消防隊員1人が死亡し、従業員や警察官を含む36人が負傷した日本触媒姫路製造所(兵庫県姫路市網干区興浜(おきのはま))の爆発事故は29日で発生から10年になった。市消防局では現場の声を踏まえて、事業所との連携や装備の強化など安全管理体制の大幅な見直しが進められた。今も現場に入った隊員が爆発の記憶と教訓を伝え続ける。(森下陽介)
マスクをしていてもやけどの痕が分かる。右耳は失われ、腹部などの皮膚を移植した口も鼻もかつての形を取り戻すことはなかった。
「影響が大きすぎて、僕にとって、あの事故はまだ終わってなんかないですね」
飾磨消防署の西川英明警防第2担当係長(47)は10年前、爆発したタンク近くで高所放水車を誘導中、熱風に吹き飛ばされた。
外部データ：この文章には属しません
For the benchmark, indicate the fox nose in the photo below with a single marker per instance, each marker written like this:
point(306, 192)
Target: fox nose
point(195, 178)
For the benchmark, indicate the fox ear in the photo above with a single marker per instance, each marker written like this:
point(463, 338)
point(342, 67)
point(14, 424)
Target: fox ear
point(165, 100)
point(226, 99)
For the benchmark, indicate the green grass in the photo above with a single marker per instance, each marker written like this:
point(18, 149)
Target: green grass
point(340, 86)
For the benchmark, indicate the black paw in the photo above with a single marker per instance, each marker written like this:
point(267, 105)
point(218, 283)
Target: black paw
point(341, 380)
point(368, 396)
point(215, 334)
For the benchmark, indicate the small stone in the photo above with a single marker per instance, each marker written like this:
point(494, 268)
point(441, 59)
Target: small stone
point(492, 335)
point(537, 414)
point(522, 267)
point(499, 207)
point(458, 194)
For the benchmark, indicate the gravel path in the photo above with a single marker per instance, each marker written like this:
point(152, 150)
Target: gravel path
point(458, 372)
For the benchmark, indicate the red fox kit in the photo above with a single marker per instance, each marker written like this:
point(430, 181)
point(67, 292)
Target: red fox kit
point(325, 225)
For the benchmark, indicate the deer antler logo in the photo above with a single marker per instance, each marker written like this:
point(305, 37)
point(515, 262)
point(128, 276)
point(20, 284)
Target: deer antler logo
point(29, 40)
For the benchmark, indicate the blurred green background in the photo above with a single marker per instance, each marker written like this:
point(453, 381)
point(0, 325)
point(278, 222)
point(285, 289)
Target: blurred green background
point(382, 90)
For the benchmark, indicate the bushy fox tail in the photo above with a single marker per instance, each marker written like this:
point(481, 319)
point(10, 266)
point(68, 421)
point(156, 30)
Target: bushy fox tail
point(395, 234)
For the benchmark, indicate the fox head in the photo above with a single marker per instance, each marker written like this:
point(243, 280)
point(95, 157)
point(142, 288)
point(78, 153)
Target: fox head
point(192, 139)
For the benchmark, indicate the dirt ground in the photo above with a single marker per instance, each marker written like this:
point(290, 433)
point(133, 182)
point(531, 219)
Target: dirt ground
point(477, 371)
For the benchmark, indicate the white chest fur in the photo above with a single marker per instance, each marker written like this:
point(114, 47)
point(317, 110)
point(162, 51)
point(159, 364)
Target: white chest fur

タンクがペリッと裂ける音と爆発の瞬間のごう音を覚えている。搬送中に意識を失い、目覚めたのは10日後だった。気管は切開され、人工呼吸器が付けられていた。
事故ではアクリル酸の中間貯蔵タンクが爆発し、付近で放水準備をしていた多数の消防隊員を巻き込んだ。ゲル状に固まった高温のアクリル酸が炎に包まれて飛び散り、広範囲に火の玉が降り注いだ。千度の熱にも耐えられる防火衣を突き抜け隊員の体を焼いた。
西川さんの両手は焼け、ペンも握れなかった。顔に移植した皮膚は硬くなり、口はプチトマトも食べられないほど小さくすぼまった。手術とリハビリを繰り返し、日常生活が送れるようになったのは1年後。消防隊員として現場復帰するにはさらに3カ月を要した。
事故から半年後、事故調査委員会は最終報告で、多数の死傷者を出した要因として、爆発したタンクと消火活動に臨んだ隊員らとの距離が関係すると言及。実際、西川さんも同社の自衛防災隊がタンク付近で消火活動しているのを見て、危険を感じつつも近づいた。
事業者との連携に問題はなかったか。装備は十分だったか-。職場に戻って間もなく、親しい隊員に自身の経験を積極的に伝えるようになった。消防局で3年に1度、若手職員が当時の話を聞く機会でも現場の様子やけがの後遺症、やけどの痕も包み隠さずに語る。
「同じような事故を起こさないために僕ができることは、あの日、何があったかを正しく伝えること」と西川さんは言う。
歳月を重ねて少しずつ落ち着きを取り戻したが、秋が近づき、稲穂の香りが漂うと心がざらつく。ふと、右耳を失った喪失感に襲われることもある。体の後遺症とともに悩まされたのは心の傷だった。
それは、現場に入った多くの隊員にも言えることだった。